While maintaining at 0 ° C, 7 g of sodium hydrosulfide and 2 g of copper powder were added as anhydrous and stirred for 1 hour to form a sulfide. When this sulfide was subjected to X-ray diffraction in the same manner as in Comparative Example 1, it was found to have NiS or NiS _1.03 along with the peak of CuS.
It was confirmed that a sulfide having the same morphology as in Example 1 was produced. When this sample was leached by the same method as in Comparative Example 1, the sulfur leaching rate was 5.7% with respect to the nickel leaching rate of 99%, which is close to that of Example 1, and the oxidation resistance is higher than that of Comparative Example 1. It was confirmed that it was improving.

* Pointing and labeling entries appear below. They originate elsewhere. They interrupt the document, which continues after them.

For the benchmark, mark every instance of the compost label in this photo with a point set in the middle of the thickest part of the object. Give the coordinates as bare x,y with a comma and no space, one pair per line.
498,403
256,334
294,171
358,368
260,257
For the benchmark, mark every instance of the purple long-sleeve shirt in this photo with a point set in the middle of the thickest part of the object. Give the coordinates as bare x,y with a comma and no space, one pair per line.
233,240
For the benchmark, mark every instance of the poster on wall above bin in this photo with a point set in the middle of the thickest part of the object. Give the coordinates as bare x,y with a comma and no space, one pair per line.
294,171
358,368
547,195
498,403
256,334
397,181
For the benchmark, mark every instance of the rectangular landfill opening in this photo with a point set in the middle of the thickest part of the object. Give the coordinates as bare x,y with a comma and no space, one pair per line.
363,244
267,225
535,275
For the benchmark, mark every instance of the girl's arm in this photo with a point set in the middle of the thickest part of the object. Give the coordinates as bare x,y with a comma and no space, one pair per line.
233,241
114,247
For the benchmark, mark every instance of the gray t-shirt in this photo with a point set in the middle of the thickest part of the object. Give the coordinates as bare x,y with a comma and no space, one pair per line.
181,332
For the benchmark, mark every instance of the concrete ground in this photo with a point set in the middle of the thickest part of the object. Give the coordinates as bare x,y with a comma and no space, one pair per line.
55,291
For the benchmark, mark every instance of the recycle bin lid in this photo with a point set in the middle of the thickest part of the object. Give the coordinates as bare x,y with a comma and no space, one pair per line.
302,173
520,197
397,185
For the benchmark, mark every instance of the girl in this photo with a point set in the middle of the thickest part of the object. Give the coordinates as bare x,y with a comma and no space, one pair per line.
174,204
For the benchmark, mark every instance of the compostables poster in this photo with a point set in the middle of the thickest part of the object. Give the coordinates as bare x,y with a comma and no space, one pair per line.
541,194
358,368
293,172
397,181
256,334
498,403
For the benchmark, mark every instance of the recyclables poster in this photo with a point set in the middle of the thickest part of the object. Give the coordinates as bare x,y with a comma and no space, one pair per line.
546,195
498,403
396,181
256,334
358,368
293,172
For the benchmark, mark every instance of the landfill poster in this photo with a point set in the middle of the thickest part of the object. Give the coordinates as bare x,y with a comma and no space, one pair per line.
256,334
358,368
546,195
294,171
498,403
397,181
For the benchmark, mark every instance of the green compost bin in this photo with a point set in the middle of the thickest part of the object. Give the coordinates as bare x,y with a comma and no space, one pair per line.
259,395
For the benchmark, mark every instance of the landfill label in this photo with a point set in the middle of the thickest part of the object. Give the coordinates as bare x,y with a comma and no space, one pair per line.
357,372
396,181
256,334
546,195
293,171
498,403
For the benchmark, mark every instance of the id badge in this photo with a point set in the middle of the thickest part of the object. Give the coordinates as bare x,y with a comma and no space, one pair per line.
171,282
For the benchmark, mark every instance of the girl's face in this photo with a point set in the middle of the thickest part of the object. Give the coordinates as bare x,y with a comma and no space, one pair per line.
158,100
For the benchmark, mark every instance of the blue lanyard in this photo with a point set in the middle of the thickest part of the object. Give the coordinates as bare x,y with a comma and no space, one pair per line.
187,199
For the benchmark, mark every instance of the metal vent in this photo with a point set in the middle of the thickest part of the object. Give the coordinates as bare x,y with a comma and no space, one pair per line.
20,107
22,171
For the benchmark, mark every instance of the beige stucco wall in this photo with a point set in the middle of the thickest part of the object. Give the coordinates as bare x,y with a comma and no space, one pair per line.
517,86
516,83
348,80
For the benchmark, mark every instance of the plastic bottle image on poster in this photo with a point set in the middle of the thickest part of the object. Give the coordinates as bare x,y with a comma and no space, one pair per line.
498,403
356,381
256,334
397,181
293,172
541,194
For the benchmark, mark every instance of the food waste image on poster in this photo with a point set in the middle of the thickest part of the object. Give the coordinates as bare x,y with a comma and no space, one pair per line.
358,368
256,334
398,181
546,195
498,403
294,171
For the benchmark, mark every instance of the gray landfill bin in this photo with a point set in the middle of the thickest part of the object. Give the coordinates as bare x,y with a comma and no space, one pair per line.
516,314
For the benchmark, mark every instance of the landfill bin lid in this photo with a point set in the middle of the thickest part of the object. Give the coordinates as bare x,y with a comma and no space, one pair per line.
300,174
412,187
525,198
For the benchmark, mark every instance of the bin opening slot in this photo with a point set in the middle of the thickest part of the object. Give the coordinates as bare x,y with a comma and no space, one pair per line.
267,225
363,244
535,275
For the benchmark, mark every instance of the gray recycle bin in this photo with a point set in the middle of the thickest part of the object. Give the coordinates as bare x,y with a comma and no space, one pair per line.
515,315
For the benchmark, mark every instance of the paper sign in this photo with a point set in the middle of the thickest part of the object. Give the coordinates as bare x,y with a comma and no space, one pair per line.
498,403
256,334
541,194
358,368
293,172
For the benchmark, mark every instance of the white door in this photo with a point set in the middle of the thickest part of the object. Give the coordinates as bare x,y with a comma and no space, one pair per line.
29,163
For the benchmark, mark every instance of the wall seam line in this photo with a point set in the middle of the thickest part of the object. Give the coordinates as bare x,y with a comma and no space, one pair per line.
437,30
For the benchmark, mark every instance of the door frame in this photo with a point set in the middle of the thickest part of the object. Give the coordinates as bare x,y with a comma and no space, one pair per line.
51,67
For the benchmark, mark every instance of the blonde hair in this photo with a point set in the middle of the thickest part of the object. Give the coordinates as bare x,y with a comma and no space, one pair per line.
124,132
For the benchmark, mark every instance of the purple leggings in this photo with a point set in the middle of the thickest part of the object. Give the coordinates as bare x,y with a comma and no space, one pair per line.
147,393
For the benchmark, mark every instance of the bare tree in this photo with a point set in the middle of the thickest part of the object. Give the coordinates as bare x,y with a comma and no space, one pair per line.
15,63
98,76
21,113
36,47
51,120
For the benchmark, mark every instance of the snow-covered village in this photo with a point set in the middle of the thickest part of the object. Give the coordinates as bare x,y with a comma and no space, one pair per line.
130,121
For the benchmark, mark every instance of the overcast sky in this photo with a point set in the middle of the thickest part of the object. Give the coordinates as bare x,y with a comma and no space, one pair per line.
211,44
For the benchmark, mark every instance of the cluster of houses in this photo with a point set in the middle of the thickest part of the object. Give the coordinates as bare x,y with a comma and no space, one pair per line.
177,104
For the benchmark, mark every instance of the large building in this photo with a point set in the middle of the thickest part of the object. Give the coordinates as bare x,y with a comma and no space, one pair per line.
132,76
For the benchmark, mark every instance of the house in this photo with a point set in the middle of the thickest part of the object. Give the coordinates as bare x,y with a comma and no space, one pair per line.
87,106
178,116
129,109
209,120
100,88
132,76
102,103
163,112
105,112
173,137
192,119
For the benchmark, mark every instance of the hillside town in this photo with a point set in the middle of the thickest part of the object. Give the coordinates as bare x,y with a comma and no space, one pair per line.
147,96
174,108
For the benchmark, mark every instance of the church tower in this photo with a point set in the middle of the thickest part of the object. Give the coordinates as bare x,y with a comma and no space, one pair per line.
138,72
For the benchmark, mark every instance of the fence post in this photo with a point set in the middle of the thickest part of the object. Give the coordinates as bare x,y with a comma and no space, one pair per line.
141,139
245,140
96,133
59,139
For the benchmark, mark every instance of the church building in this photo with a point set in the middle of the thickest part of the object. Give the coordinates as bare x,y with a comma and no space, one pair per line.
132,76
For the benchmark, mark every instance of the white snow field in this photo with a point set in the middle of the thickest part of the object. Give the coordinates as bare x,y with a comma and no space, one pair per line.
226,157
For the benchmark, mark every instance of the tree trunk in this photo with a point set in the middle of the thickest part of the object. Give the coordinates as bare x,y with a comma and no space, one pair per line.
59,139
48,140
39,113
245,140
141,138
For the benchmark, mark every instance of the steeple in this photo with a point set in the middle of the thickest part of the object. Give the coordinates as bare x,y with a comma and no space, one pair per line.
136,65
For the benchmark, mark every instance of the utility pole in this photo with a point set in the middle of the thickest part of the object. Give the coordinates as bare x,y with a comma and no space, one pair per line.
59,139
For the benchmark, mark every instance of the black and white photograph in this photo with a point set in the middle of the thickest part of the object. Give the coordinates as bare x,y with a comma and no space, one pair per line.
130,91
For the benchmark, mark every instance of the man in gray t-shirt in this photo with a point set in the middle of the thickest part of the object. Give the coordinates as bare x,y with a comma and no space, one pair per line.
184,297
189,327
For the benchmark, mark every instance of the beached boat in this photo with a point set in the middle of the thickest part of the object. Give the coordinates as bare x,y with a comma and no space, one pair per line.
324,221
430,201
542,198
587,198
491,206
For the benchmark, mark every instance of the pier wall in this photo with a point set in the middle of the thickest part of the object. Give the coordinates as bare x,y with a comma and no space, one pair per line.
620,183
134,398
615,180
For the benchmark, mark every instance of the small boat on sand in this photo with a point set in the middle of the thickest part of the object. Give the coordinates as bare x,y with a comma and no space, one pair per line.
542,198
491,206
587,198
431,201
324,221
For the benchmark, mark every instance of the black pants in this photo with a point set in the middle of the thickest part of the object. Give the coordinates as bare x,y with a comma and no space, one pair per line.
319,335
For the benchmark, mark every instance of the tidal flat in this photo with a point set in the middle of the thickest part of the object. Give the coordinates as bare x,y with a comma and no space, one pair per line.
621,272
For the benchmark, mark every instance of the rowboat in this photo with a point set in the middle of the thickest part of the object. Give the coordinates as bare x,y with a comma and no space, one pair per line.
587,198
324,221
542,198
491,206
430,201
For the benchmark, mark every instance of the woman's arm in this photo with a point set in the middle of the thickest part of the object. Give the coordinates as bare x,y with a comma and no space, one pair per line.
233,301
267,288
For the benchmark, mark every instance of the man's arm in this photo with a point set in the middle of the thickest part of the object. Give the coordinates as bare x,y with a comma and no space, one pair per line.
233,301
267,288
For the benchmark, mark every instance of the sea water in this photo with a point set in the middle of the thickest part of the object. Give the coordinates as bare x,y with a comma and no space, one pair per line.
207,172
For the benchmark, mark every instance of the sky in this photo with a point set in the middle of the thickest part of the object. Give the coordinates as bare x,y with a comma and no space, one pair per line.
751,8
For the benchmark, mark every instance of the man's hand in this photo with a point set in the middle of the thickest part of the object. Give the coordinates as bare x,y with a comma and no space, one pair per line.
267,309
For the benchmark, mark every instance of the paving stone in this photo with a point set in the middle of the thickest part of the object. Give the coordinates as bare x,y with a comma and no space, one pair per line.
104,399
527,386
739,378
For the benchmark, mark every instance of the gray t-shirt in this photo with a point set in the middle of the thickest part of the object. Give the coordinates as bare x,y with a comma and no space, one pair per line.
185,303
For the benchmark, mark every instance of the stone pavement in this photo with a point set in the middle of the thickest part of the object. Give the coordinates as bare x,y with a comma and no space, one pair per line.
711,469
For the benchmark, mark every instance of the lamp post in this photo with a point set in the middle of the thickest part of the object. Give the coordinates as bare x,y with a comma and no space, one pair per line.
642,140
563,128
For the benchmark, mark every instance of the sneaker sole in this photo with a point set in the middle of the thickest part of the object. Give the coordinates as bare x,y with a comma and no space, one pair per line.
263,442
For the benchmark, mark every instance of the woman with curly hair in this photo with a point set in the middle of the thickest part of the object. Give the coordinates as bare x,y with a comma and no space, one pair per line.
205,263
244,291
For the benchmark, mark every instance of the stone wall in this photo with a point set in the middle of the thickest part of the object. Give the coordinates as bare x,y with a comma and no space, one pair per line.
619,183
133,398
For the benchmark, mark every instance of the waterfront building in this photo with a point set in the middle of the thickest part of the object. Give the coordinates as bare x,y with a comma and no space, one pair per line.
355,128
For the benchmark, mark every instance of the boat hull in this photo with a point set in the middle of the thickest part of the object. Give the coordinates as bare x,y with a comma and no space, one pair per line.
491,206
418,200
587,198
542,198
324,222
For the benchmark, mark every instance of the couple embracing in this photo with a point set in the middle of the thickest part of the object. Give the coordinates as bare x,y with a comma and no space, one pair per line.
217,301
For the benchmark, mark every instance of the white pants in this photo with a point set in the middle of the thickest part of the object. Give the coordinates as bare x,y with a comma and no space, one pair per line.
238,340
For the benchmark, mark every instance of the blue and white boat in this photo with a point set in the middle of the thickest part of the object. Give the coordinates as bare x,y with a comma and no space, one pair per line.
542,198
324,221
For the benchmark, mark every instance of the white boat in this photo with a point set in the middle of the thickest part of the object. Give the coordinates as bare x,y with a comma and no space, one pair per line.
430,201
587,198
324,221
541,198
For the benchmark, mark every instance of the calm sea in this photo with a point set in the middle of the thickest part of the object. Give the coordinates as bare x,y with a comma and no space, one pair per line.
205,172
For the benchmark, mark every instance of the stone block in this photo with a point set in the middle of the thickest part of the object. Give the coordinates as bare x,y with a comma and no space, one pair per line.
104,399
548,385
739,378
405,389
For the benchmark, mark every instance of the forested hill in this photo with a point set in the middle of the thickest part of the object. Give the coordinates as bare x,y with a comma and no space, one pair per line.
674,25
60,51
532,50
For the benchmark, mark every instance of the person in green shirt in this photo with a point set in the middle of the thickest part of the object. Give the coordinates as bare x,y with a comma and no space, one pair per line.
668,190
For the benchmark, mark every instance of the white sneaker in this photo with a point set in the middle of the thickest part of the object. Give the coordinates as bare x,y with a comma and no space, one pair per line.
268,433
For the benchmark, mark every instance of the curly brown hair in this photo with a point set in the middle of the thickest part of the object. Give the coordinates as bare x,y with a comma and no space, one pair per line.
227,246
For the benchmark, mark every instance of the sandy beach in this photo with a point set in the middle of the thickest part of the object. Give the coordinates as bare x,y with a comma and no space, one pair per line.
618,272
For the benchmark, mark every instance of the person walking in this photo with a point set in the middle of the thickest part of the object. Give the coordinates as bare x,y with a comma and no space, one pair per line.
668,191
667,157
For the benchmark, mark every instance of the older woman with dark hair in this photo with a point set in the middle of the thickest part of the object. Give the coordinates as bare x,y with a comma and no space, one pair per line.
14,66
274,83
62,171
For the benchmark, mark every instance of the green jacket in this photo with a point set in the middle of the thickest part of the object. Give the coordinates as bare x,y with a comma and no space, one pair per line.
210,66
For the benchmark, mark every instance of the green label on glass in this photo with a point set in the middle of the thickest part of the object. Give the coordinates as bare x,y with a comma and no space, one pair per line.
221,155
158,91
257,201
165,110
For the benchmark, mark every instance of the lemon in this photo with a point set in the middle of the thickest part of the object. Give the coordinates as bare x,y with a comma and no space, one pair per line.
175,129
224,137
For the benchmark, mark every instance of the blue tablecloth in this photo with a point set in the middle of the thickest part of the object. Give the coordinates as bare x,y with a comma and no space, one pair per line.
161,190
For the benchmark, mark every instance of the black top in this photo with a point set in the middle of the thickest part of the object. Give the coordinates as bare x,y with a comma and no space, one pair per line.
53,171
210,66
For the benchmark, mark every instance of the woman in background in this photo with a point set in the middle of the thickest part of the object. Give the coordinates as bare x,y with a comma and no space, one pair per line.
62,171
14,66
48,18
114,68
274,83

Although a copper sulfate solution was added in place of the copper powder, a peak of Ni ₃ O ₄ was shown by X-ray diffraction, and the form of the sulfide formed was the same as that of Comparative Example 1.

[0024]

According to the present invention, nickel can be leached while suppressing the oxidation of sulfur in nickel sulfide, and the cost in the refining process can be reduced.

Claims (4)

[Claims] 1. A method for producing nickel sulfide excellent in oxidation resistance, which comprises passing hydrogen sulfide gas through an aqueous solution containing nickel ions to sulfide nickel. 2. A method for obtaining nickel sulfide by adding sodium hydrosulfide to an aqueous solution containing nickel ions to obtain nickel sulfide, wherein a metal powder is added to the aqueous solution. An excellent method for producing nickel sulfide. 3. The method for producing nickel sulfide having excellent oxidation resistance according to claim 1, wherein the aqueous solution containing nickel ions is nickel sulfate. 4. The method for producing nickel sulfide having excellent oxidation resistance according to claim 2, wherein the metal powder is copper powder.